I didn’t spend all week writing about the gigantic tremors occurring in the Middle East because I thought it was fun. If I’m even remotely correct in my analysis, the entire world will be affected and shaped for decades to come by what’s about to go down in the region. Rather than rehash what I already wrote, I suggest you take a read of the following if you missed them the first time around.
There’s been a major update since those posts were published. Namely, it appears the government of Lebanon has seen enough and is coming out with its side of the story. As I reported in Part 1, the Saudis immediately claimed Lebanon declared war on it following the obviously staged and forced resignation of Hariri via Saudi Arabia over the weekend.
Lebanon believes Saad al-Hariri is held in Saudi Arabia, from where he resigned as prime minister, two top Lebanese government officials said, amid a deepening crisis pushing Lebanon onto the frontlines of a power struggle between Saudi Arabia and Iran.

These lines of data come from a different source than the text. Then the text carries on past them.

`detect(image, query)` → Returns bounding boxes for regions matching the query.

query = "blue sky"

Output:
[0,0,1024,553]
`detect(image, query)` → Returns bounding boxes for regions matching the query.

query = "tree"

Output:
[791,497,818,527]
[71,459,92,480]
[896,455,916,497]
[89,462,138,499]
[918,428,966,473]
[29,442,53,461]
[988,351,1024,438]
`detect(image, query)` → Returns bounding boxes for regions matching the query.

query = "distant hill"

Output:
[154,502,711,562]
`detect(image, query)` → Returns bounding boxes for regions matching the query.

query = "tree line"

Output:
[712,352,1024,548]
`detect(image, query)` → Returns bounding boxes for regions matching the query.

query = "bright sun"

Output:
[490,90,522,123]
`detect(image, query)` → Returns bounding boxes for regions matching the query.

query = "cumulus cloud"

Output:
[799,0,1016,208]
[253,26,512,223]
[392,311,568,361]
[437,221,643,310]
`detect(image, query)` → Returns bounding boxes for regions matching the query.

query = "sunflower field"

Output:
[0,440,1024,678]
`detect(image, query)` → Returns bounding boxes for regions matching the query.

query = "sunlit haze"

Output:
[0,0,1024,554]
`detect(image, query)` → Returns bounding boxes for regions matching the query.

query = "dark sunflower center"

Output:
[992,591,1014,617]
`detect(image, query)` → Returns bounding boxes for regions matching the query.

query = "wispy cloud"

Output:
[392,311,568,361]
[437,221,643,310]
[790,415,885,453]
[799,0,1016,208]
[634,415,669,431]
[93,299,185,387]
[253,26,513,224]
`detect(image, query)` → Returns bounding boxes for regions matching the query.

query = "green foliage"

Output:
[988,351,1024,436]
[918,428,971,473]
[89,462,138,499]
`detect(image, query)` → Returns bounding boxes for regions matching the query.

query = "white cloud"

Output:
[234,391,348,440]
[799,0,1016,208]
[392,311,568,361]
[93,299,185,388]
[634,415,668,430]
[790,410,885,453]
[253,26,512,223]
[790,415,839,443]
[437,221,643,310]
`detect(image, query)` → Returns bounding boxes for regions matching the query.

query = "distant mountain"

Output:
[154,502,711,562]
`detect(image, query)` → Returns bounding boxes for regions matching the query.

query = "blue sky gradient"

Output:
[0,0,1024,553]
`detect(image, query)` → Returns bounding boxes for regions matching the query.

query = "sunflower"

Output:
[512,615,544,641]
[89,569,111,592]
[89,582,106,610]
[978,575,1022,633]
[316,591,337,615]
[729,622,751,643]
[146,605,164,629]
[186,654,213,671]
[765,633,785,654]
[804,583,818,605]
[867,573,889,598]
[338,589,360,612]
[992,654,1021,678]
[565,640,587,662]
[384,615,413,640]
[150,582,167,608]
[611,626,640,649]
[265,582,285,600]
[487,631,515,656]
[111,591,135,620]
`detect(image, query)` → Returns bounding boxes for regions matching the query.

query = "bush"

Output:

A third source, a senior politician close to Saudi-allied Hariri, said Saudi Arabia had ordered him to resign and put him under house arrest. A fourth source familiar with the situation said Saudi Arabia was controlling and limiting his movement.
Hariri’s exit fueled wide speculation that the Sunni Muslim politician, long an ally of Riyadh, was coerced into stepping down by Saudi Arabia as it seeks to hit back against Iran and its Lebanese Shi‘ite ally Hezbollah.
“Keeping Hariri with restricted freedom in Riyadh is an attack on Lebanese sovereignty. Our dignity is his dignity. We will work with (foreign) states to return him to Beirut,” said the senior Lebanese official, speaking on condition of anonymity because the government had yet to declare this position.
It seems some sort of escalation is coming given that both Saudi Arabia and Kuwait have called for their citizens to evacuate Lebanon. From Haaretz:
Saudi Arabia has warned its citizens against travelling to Lebanon and asked those who in the country to leave as soon as possible, the kingdom’s official news agency quoted an official source in the Foreign Ministry as saying.
“Due to the circumstances in the Lebanese Republic, the kingdom asks its citizens who are visiting or residing” in the country to leave it as soon as possible, the source added.
Switching gears, while things continue to bubble in an extremely dangerous direction overseas, the corporate media and U.S government have been busy at work here at home in a desperate attempt to regain control of the narrative and silence patriotic whistleblowers. Let’s start with the corporate media’s recent shameless and degenerate attempt to smear William Binney.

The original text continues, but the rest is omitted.